The dimensions of our national disaster: How we got here, and where "here" is

How did we get here? How did we come to this? And what, exactly have we come to in Donald Trump's America?

I'm a big fan of Charlie Sykes and The BulwarkThat website has become my go-to source for commentary by reasonable, responsible representatives not only of the Republican Party of Lincoln and Ike and Reagan and Ford and the Bushes- the party I once belonged to- but also from rational, centrist Democrats on the political affairs of a nation which has lost its way and its mind. It's a rare island of dialog and reason in an ocean of extremist partisan raving that our political discourse has become. It's one of the few remaining places where one can encounter civil, reasoned dialog on issues of public policy these days.

In this interview for PBS's  Frontline, Sykes lays it all out: how America has been turned upside down since 2008, and how there's no turning back. My Trump-supporting conservative friends just don't get what Sykes articulates so clearly: that the damage Donald Trump has done to the Republican Party, to our national unity, to our sense of who we are, to our ability to make reasoned choices on political matters, to our common ethics- and, yes, to our ability to govern ourselves- is permanent. It will not heal itself once Donald Trump is gone from the scene, whether that be next January or in 2025 (though may God help us if it's the latter, and a grownup-free Trump administration led by a child president no longer restrained by competent and experienced advisors and no longer accountable to the electorate is left free to run amuck). It will probably never heal. The damage Donald Trump has done to us, both political and moral is permanent.

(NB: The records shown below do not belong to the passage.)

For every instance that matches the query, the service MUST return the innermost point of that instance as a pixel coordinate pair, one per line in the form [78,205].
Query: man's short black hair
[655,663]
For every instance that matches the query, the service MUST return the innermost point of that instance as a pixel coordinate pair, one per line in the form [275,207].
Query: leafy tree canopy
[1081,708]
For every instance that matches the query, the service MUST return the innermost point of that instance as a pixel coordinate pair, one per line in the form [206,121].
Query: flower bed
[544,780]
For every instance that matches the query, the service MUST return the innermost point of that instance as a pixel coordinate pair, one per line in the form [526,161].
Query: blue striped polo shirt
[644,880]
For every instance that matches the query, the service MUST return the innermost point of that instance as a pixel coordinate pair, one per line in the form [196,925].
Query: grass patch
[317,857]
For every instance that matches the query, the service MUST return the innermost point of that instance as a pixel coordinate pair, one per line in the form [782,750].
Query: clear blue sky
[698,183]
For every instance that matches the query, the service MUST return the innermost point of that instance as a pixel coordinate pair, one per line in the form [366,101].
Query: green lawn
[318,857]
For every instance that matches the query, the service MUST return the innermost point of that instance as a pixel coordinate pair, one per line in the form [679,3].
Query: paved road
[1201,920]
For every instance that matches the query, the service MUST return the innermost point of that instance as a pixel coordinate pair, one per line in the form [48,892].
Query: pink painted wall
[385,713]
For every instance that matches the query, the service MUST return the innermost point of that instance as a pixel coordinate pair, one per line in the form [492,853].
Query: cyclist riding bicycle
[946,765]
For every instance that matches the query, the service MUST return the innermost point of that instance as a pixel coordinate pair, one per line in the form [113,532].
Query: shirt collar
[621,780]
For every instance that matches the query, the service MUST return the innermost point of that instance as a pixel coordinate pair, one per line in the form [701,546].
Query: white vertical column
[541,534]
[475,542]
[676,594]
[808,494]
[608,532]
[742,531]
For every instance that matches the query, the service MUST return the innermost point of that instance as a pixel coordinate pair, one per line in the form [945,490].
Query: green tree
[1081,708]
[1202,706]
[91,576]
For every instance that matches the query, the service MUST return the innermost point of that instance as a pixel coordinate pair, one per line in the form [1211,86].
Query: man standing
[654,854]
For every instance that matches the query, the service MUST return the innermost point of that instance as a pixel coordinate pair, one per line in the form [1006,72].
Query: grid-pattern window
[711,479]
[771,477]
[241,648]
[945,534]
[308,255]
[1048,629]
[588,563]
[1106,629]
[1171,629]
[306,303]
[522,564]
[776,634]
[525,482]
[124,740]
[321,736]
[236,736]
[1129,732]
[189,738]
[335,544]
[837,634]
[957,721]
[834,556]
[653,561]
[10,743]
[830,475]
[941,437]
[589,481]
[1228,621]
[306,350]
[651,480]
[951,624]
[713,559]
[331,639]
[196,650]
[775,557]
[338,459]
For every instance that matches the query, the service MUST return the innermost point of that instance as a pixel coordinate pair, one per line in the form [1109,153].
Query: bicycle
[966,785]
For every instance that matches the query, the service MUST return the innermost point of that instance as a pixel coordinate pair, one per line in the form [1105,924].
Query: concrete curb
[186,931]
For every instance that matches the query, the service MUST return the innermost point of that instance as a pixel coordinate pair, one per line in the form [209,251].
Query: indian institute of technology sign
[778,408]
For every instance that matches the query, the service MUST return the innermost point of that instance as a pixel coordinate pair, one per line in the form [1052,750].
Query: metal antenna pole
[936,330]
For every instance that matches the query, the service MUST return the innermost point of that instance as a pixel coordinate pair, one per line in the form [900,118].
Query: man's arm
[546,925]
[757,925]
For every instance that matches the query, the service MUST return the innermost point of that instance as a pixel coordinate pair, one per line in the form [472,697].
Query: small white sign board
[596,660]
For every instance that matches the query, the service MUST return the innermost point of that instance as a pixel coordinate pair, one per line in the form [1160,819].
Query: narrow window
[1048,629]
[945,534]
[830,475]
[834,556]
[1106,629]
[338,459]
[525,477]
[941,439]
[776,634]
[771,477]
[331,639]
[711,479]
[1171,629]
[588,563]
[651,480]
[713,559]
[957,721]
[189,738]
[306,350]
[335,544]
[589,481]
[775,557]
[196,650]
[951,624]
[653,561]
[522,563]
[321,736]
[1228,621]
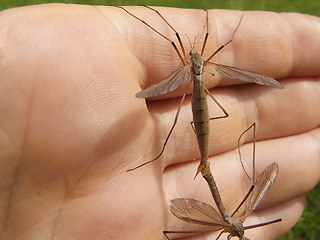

What are we going to do about it? What can we do about it? Well, first, we can understand what has happened. We can admit to ourselves what has happened. Then, and only then, will we be able to apply ourselves to a task which will have to involve Republicans, Democrats, independents, liberals, conservatives, and Americans of every political description: the job of undoing the damage and saving our country. Only then will we be able to address the issue of what to do about it; of puzzling out where we go from here.

But first, we need to clearly understand where "here" is. I commend Sykes's analysis to you. It's about the most accurate, perceptive, and clear-eyed vision of the state of America's politics I've seen in many a day. It's an ugly picture, and a daunting one. But it's a picture whose accuracy we need to face if we're going to be able to even mitigate the damage which brought about the coming of the Great American Demagogue, and the damage he continues to inflict on our country and our souls.